Sunday, May 16, 2004

The Quote that May Live in Infamy Tying up a weekend where Seymour Hersh tied in Rumsfeld to the abuses in Abu Ghraib through the black operation "Copper Green", which was confirmed in its essential points by the Washington Post. A weekend where the Boston Globe reported that somehow these "six or seven" bad apples from the stix as conservatives want them to be characterized managed to duplicate the CIA manual on torture, comes the final kicker. Newsweek finds the quote that ties in what we all figured, that ignoring the Geneva Conventions came from the highest level of authority. This little nugget from the hand of White House Counsel, Alberto Gonzales:
By Jan. 25, 2002, according to a memo obtained by NEWSWEEK, it was clear that Bush had already decided that the Geneva Conventions did not apply at all, either to the Taliban or Al Qaeda.
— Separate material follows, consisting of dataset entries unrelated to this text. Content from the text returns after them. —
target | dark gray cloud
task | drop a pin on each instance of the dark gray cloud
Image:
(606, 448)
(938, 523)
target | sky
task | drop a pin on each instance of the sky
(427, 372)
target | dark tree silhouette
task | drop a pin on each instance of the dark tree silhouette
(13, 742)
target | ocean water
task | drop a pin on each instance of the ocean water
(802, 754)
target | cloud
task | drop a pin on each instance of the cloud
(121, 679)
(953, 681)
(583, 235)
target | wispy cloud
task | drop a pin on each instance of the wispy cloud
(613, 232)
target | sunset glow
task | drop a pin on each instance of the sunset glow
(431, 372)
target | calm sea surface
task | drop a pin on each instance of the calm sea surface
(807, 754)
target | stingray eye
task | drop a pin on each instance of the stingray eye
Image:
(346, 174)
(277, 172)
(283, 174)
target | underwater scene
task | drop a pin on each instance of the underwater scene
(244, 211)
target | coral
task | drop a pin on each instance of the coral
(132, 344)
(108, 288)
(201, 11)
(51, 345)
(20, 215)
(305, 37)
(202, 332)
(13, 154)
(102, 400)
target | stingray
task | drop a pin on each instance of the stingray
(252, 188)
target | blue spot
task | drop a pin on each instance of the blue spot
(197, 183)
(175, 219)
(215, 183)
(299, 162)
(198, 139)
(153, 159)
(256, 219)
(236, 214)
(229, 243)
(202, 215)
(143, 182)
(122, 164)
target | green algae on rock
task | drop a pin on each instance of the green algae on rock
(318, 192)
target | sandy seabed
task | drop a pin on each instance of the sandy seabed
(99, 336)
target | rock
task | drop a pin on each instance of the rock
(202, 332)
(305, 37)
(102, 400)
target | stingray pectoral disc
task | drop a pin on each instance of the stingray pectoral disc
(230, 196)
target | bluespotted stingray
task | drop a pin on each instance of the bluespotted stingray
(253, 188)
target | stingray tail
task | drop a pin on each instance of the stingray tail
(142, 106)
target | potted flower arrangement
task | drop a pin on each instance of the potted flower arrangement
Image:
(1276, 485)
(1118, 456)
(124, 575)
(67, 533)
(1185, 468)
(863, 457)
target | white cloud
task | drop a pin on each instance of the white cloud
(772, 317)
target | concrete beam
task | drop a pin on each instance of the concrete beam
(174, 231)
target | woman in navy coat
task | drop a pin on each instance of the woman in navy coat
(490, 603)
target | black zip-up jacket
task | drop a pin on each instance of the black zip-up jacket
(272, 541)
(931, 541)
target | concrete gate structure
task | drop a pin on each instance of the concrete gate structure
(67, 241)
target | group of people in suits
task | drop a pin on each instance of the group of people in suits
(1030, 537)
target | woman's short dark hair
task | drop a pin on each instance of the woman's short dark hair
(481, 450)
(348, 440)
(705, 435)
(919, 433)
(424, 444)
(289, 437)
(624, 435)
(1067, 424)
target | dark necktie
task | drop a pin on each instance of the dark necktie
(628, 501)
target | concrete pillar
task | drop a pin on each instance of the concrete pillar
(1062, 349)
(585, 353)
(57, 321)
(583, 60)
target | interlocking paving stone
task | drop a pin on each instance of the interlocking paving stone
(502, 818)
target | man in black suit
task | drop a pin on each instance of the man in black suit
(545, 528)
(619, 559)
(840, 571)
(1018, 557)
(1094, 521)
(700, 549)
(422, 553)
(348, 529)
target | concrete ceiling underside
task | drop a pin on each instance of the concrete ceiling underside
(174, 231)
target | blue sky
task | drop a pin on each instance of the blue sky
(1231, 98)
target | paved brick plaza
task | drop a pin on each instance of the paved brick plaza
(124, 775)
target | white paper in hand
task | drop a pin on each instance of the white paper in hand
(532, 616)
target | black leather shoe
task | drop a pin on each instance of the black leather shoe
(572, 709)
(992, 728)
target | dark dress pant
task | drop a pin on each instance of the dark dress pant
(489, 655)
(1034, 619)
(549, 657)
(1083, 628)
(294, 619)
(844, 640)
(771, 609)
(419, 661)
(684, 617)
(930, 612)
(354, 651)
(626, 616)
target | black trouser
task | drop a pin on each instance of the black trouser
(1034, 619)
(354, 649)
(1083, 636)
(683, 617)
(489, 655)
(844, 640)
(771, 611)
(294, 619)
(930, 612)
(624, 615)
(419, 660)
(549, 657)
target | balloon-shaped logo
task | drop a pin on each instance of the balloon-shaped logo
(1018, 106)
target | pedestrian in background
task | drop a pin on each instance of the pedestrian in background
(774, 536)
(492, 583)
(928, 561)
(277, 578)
In the memo, which was written to Bush by Gonzales, the White House legal counsel told the president that Powell had "requested that you reconsider that decision." Gonzales then laid out startlingly broad arguments that anticipated any objections to the conduct of U.S. soldiers or CIA interrogators in the future. "As you have said, the war against terrorism is a new kind of war," Gonzales wrote to Bush. "The nature of the new war places a high premium on other factors, such as the ability to quickly obtain information from captured terrorists and their sponsors in order to avoid further atrocities against American civilians." Gonzales concluded in stark terms: "In my judgment, this new paradigm renders obsolete Geneva's strict limitations on questioning of enemy prisoners and renders quaint some of its provisions."
In watching the weekend primal displays of punditry the whores were saying the White House couldn't take another week like the last one. I guess we will see whether they can or not.